Increased allocation to equity long-short strategy during extreme volatile markets is precisely the worst thing to do. Thats where some hedge-funds have made mistake.
Much of the problem this year has come from extreme price movements in different markets. The S&P 500 has moved by 1 percent or more on about half of all trading days this year, according S&P. The last time the percentage hovered at that level was in 1938. Commodities prices have also moved wildly. This year, crude oil has fallen below $90 a barrel twice and jumped to a high of $110 a barrel. U.S. dollar has lost 4.13 percent this year against a trade-weighted basket of currencies tracked !!!

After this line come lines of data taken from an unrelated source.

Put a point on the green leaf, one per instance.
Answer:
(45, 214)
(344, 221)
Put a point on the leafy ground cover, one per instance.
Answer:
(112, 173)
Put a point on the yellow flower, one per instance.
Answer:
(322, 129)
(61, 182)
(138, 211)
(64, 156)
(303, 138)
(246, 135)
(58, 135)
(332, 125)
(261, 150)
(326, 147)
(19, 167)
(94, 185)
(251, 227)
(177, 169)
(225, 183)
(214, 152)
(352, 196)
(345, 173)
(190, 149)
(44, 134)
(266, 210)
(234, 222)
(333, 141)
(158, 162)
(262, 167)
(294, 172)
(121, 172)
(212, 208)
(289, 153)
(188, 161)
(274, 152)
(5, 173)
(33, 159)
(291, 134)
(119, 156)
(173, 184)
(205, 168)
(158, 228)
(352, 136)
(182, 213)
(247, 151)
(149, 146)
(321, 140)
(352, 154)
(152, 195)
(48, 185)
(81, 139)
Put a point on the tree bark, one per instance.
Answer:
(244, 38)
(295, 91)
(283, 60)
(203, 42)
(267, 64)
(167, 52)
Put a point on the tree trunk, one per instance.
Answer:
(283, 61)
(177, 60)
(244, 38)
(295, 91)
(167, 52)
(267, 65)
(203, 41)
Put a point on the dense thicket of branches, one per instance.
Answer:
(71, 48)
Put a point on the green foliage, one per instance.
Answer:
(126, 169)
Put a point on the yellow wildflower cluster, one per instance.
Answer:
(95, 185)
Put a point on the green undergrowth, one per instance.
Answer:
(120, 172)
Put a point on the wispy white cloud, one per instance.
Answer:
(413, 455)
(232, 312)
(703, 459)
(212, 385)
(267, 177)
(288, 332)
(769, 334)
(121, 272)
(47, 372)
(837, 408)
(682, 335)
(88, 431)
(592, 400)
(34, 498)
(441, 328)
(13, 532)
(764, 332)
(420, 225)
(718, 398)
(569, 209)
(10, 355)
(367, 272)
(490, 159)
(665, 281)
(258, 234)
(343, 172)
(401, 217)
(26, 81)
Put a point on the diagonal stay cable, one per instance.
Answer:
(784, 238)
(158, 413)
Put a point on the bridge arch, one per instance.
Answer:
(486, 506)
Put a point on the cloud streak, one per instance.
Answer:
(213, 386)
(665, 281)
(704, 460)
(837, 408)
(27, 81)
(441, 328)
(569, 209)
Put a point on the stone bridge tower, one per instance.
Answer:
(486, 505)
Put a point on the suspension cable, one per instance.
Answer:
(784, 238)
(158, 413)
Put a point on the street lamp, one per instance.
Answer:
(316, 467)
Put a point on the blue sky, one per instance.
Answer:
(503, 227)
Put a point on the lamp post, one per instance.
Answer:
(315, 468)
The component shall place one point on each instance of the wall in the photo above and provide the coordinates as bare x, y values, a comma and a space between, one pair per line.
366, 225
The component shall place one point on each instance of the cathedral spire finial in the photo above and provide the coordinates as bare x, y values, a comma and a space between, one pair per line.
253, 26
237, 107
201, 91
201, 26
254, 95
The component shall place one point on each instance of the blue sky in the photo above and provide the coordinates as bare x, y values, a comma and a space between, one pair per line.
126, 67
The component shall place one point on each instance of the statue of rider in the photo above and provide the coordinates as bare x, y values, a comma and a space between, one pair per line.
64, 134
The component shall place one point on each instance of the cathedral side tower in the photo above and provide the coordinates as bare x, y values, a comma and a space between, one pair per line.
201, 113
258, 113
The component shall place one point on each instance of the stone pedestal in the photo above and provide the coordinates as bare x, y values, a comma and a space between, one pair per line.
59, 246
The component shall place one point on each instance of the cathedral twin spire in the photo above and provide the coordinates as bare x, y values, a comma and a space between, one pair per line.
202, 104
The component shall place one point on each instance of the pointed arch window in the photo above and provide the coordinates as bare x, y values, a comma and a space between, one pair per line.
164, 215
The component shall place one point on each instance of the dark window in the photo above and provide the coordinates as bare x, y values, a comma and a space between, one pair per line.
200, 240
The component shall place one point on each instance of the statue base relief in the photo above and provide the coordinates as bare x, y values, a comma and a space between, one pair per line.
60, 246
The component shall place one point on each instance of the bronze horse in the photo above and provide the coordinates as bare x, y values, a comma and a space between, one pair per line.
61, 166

No hedge is perfect. In periods of unusual volatility, hedges are more likely to fail. They are much more likely to outperform in a low-volatility bear market than in a high-volatility messy market. Much of their "black-box" complex algorithamic models start to behave abnormally during volatile markets as they are unable to forecast anything clearly & bad trades happens... I have heard - at times of extreme volatility, some Hedge Funds does wise thing - put algors to rest :)
If Hedge Funds are investing in a relative-value play, then volatility works against them. It's only the noise traders who really make money from volatility, and they're actually a minority in the hedge-fund world. Anyhow, if a Fund hasen't blown up yet, money will keep pouring !!